American baseball player (1906–1983)

Minter Carney "Jackie" Hayes (July 19, 1906 – February 9, 1983) was an American professional baseball second baseman who played in Major League Baseball for the Washington Senators (1927–1931) and Chicago White Sox (1932–1940).

==Early life and career==

Hayes was born in Clanton, Alabama. The right-handed graduate of the University of Alabama made his debut on August 5, 1927. In his first full season, he batted a solid .276 with 2 home runs and 57 RBIs in 424 at bats. From there, Hayes went on to be a contributing part of the Senators in the late 1920s, and then the White Sox through the '30s.
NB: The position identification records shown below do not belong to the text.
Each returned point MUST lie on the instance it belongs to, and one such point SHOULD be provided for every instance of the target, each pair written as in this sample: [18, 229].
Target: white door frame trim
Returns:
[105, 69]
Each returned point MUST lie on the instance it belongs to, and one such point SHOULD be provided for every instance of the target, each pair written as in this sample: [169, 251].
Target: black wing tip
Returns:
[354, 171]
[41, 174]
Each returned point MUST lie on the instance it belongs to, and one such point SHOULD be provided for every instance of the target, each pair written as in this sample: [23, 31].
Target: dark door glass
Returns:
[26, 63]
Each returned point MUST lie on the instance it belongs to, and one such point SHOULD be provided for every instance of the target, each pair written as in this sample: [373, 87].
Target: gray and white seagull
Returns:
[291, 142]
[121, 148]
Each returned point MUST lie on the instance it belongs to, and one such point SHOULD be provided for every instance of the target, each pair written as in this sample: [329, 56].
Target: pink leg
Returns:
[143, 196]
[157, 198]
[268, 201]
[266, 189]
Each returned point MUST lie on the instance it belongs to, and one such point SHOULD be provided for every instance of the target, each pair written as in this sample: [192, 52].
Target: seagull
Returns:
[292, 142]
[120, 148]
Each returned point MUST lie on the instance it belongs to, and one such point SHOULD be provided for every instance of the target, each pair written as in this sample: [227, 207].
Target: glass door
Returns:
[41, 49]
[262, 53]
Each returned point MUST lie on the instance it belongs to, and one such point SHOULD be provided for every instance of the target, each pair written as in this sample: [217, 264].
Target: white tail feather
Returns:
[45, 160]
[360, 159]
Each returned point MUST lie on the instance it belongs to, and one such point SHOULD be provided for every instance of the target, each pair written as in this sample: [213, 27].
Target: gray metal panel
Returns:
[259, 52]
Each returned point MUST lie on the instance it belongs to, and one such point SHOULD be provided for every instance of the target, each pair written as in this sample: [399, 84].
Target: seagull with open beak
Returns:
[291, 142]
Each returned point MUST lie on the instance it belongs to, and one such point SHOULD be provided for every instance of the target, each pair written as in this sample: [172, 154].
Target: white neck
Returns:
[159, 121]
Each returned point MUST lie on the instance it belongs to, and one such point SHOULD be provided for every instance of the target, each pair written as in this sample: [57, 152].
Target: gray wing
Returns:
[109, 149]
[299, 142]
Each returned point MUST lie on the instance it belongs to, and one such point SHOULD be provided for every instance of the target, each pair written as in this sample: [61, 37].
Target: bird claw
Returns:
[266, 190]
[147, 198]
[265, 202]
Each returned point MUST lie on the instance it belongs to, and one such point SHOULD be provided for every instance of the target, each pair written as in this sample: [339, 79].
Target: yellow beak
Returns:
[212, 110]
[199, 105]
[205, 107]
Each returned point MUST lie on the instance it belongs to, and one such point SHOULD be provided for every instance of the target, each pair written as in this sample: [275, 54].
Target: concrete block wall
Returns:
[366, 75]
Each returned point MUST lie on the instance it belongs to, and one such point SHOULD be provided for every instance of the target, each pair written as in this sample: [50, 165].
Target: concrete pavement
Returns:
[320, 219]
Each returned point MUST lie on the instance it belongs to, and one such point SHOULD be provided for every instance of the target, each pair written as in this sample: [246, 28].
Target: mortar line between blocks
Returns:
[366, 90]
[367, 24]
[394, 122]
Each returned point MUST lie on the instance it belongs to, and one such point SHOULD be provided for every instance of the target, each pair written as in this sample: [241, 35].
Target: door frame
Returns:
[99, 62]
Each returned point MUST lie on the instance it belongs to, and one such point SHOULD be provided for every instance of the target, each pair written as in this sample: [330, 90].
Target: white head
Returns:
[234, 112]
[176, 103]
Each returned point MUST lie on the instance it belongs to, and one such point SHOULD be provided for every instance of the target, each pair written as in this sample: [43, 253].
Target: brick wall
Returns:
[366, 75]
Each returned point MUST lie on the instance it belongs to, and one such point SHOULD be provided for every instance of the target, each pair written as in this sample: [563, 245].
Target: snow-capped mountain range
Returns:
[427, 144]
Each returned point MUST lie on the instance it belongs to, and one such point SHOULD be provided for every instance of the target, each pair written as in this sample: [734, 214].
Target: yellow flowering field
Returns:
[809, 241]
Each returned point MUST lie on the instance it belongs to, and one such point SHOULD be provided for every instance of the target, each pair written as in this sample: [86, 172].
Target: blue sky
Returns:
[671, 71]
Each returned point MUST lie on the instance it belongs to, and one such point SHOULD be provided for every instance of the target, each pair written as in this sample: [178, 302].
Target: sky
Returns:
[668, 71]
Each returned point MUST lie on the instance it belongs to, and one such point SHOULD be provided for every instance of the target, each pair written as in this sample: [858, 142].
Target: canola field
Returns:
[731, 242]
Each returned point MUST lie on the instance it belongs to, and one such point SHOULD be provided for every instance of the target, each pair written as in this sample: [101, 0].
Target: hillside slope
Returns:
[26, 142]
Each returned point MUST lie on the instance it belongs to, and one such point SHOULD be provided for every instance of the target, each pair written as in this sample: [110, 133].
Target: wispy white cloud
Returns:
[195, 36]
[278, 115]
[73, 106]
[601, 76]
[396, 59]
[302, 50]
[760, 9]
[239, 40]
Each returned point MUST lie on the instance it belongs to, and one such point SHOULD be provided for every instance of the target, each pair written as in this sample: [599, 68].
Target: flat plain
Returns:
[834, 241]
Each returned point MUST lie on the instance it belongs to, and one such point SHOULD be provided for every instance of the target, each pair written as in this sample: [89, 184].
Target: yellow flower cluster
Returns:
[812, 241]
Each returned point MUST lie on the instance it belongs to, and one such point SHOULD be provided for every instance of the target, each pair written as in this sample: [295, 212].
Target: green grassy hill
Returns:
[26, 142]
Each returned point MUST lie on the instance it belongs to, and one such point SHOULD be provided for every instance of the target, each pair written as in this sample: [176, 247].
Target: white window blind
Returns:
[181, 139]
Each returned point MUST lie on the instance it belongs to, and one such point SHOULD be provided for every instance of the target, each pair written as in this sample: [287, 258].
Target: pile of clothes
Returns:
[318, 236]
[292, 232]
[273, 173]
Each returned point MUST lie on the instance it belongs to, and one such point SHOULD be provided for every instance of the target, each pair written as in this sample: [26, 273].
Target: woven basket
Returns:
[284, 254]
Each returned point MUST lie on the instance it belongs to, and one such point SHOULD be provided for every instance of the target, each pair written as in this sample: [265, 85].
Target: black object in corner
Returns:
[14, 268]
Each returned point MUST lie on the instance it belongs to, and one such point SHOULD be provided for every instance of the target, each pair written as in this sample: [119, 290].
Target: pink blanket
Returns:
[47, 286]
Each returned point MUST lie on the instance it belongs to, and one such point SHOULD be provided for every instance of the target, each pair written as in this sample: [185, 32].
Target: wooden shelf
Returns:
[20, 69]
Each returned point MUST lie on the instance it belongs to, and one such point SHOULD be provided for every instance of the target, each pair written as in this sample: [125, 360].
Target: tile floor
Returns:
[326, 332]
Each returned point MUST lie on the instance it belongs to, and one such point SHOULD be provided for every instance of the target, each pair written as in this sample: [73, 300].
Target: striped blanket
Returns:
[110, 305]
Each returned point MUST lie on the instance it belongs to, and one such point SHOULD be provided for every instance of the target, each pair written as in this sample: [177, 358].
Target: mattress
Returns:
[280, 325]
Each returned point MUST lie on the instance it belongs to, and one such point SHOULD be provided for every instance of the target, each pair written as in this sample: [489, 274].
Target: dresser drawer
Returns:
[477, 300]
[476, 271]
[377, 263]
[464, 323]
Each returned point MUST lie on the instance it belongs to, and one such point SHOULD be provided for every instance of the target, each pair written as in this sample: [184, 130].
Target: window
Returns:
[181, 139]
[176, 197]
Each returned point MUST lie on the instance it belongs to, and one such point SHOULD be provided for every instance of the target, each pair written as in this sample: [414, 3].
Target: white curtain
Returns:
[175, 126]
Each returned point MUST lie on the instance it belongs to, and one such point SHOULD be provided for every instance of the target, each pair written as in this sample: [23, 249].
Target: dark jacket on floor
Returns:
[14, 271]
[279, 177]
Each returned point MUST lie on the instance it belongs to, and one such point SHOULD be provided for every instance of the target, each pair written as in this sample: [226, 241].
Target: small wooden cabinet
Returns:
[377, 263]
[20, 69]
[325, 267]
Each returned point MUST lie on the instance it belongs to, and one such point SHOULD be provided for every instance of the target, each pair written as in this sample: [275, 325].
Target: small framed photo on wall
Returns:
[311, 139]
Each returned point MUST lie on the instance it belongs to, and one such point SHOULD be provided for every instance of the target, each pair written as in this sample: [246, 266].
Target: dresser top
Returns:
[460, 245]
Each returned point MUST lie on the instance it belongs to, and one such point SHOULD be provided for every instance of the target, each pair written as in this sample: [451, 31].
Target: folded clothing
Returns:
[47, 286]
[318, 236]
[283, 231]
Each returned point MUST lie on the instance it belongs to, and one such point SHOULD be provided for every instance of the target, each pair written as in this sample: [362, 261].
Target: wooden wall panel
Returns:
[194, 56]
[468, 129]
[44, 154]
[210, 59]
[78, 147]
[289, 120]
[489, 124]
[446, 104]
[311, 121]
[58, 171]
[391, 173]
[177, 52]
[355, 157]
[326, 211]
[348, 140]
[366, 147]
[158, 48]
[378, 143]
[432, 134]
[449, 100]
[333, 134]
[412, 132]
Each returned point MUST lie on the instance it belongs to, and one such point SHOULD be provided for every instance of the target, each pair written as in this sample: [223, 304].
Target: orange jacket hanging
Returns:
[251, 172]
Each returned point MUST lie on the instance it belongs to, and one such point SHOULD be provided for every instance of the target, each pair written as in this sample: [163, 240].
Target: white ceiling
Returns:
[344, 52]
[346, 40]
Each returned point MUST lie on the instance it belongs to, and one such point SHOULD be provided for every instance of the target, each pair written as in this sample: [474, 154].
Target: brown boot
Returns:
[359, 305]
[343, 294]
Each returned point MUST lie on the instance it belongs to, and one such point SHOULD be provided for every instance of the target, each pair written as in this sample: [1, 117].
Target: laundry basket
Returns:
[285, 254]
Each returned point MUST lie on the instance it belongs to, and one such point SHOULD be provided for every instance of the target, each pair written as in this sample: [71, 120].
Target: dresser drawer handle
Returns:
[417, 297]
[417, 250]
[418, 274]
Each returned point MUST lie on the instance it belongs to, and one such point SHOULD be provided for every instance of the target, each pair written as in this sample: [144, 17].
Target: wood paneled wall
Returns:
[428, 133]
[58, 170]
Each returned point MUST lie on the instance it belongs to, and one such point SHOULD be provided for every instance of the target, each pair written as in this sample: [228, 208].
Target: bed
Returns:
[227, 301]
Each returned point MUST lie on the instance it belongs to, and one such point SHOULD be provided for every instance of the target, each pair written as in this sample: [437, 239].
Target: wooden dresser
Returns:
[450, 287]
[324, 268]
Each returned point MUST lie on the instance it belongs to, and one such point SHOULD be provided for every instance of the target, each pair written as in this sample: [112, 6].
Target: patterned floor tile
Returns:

In his career, he was in the top five in sacrifice hits twice.

==Baseball career highlights==
In a 14-season career, he batted .265 with 20 homers and 493 runs batted in, in 1091 games. He accumulated 34 stolen bases, 494 runs, 196 doubles and a .318 on-base percentage. He had 1069 career hits in 4040 at bats.

He became the first player in Major League Baseball to wear a batting helmet during a game.

==Later life==
During Spring training 1940, Hayes lost sight in one of his eyes, and legend has it that this was after a piece of cinder hit him in the eye during a game. Hayes was quoted at the time as both thinking a cinder had infiltrated his eye, and that he must have gotten soap in his right eye, but it was actually glaucoma. He later lost sight in both eyes. Hayes died at age 76 in Birmingham, Alabama, and was interred at Clanton's cemetery.